Good luck, it is horrible to see your kid being walked all over.

Sidalee7 Sun 28-Aug-11 21:39:22

I dont really know why he behaves like this. He is very indulged in some ways, not in others. I think he receives a lot of mixed messages and lacks positive attention.

Have tried explaining to my ds that he must make his own mind up and he agrees, but I think he is going to be a real follower. I find myself really telling him off for going along with it but then the friend seems to love it when I do this (while his mum conveniently ignores it) so I need a new tactic! Any ideas?

Sidalee7 Sun 28-Aug-11 21:40:43

and roundthehouses, snap with the 1000's of warnings! just take the kid home! wink

Tchootnika Sun 28-Aug-11 21:42:11

Stop telling him off? (remove, therefore, the 'naughty' thrill...); have a talk about why it's important to have several friends?
Glare at the other boy's mother, rather than presenting it to DS as his problem?

Sidalee7 Sun 28-Aug-11 21:51:53

Yes, good point about stopping the telling off. its hard tho, because I dont want my ds to think this behaviour is acceptable and the friend will say things like "say poo/you hate your mummy/so and so smells" so ds will whisper it in a monotone voice and then get really told off by me..

par05 Sun 28-Aug-11 21:52:56

I also have had this situation with my dd, and her friend, who can be really nasty at times to my dd. I have told my dd it is fine to play with other friends, and if nasty friend doesn't like it tough!!
I notice when dd is playing with other friends this friend wants her to herself.
I have told my dd to just walk away and so far she does but seems to be drawn back to this friend!! they are both 7.
DD has now over summer started to play with other girls and not seen much of the nasty friend so hoping when back at school they stay away from each other!

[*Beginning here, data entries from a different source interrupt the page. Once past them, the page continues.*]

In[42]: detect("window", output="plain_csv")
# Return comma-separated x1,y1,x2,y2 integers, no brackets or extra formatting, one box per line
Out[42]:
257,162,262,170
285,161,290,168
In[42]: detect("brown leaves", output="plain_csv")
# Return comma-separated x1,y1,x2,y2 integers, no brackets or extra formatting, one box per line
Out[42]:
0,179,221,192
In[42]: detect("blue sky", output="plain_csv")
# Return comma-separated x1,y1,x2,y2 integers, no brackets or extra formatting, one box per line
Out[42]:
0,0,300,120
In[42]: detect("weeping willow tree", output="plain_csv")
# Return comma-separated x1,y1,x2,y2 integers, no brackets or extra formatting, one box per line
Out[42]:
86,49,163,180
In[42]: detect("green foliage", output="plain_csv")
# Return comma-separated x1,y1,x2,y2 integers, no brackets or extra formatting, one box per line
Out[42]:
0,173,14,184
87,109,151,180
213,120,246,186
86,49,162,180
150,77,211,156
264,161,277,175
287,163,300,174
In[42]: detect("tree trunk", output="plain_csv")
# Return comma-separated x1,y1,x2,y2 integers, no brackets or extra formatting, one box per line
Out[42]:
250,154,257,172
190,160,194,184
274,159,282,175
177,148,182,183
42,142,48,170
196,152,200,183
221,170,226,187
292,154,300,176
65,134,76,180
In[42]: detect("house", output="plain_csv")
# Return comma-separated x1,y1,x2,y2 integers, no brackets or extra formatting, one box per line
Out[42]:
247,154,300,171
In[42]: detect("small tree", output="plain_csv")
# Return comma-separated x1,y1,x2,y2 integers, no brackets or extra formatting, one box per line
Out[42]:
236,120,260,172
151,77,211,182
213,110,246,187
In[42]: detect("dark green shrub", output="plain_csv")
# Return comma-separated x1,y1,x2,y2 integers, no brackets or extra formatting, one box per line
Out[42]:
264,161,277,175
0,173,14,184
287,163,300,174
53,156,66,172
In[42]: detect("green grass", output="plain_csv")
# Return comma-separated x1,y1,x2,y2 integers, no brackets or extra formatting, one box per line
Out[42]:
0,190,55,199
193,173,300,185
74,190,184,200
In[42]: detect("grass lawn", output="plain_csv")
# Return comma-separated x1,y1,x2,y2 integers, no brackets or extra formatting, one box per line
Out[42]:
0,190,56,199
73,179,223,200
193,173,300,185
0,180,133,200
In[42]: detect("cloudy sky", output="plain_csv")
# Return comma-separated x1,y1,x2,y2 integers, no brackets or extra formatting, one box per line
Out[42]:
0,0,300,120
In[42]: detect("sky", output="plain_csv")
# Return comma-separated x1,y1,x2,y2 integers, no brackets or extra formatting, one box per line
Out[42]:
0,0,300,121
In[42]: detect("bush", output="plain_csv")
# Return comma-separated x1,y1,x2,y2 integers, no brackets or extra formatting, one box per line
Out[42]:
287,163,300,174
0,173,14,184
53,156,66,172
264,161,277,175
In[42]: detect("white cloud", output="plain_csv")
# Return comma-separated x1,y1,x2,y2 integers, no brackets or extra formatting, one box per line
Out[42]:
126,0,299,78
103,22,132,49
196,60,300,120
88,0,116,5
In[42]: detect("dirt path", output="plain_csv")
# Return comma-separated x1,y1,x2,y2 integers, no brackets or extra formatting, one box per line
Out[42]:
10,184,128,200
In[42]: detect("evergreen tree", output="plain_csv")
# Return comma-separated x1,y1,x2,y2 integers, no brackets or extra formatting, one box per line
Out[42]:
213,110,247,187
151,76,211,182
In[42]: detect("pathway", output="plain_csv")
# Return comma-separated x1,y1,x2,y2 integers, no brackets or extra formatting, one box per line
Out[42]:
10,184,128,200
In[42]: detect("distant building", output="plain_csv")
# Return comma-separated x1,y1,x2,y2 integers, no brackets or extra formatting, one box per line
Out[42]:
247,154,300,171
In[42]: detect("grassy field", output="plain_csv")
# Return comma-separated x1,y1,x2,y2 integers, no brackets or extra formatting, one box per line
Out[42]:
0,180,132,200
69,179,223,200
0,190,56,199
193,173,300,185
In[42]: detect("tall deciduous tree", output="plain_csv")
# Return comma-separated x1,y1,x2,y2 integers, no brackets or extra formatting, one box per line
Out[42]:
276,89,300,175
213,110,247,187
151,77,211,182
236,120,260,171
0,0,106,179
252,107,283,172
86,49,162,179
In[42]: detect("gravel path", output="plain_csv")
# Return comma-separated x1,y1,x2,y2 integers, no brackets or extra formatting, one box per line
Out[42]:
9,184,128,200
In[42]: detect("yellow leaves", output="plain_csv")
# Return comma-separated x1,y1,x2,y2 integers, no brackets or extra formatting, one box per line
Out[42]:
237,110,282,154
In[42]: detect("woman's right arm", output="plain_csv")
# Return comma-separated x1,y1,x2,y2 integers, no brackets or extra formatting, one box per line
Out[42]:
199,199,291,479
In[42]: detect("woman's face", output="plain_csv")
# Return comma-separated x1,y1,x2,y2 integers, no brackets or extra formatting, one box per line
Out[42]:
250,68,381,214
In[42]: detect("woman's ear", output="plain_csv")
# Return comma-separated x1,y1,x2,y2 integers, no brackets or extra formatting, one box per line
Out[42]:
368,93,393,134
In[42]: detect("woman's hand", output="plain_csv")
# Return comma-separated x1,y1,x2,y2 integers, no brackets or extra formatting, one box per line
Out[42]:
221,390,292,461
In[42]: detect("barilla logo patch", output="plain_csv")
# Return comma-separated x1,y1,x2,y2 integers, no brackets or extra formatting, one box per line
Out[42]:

Tchootnika Sun 28-Aug-11 22:21:41

ds will whisper it in a monotone voice and then get really told off by me..

Aw, bless... and oh dear.
It sounds as if he's intimidated and looking for approval - so maybe needs some support and confidence building, and maybe is confused if the other boy isn't getting told off when he is.
Perhaps, then, it's better to say nothing to him at the time - or to counteract e.g. poo/hate comments firmly but humourously, then, later on, really explain to him why it's not a good idea to get pulled along by a 'friend' who's taking him away from other children (it sort of sounds like he's reaping the negative 'rewards' of capitulating to this boy already, and maybe feeling a bit out of control of himself/his friend - not really enjoying joining in with him).
I think you need to try and explain to him why doing this won't be very good for him and his friendships, not just that it's naughty/wrong/bad manners.
And I really do think you could/should chuck the other boy's mother some stern glances when she lets this go.

Minshu Sun 28-Aug-11 22:42:30

I'm being niave (mother of nearly 2 yo, so not there yet). Never mind stern stares - can't you say something to the other mother? Or tell the other child off in front of mother "it's not nice to say those things / behave that way is it, other mother?"

Or even get to the point of "yes, it is time to go home now isn't it, bye-bye, other mother?"